In terms of what I actually did, well I tried everything but I think the keys for me were:
White noise/background noise. In the first year I found all the white noise type things so annoying that I thought just listening to the tinnitus would be preferable. This was a mistake. With time and patience and trying different things I finally got used to having background noise on all the time. I also had to let go of the idea that I would be able to find a noise that could completely cover the tinnitus. On bad days it can find its way through anything, so really your best bet is to just try and dilute the sound and provide something else for your brain to focus on.
Distraction and refocusing. I'm honestly grateful to tinnitus for forcing me to take on a bunch of new hobbies and social activities. Even when all I wanted to do was lie in bed and cry about tinnitus, I would force myself to do activities, and slowly slowly the interest and pleasure in other things came back.
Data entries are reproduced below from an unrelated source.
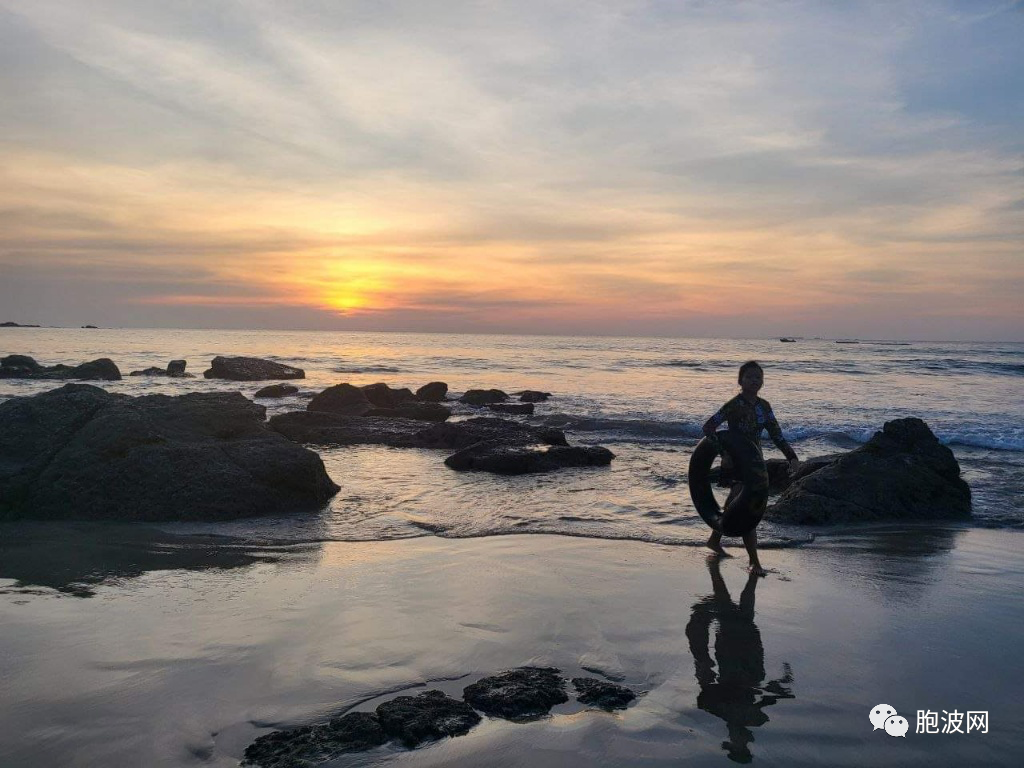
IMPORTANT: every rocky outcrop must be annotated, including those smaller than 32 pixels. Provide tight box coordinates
[572,677,637,712]
[767,419,971,525]
[364,401,452,422]
[203,355,306,381]
[0,384,338,520]
[242,712,387,768]
[267,411,430,447]
[377,690,480,749]
[359,383,416,408]
[463,667,569,720]
[0,354,121,381]
[306,384,374,416]
[513,389,551,402]
[459,389,509,406]
[242,667,636,768]
[444,440,615,475]
[253,384,299,398]
[487,402,534,416]
[416,381,447,402]
[128,360,196,379]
Understanding that tinnitus is a disorder of attention, and ultimately you are the one in control. This is so hard to accept at first, but it's so so important. The more anxious attention you give to the tinnitus, the worse it will be. That's just a fact. You can make it the main focus of your life, or you can fill your life with other things and allow tinnitus to be an annoying but small nuisance in the background.
Time. Can't emphasize this enough. This shit takes time. You're essentially retraining your brain, and it's not something you can just do. It can take months and years of slowly adjusting to this new normal. But you will get there. I promise!
Love and good thoughts to everyone here.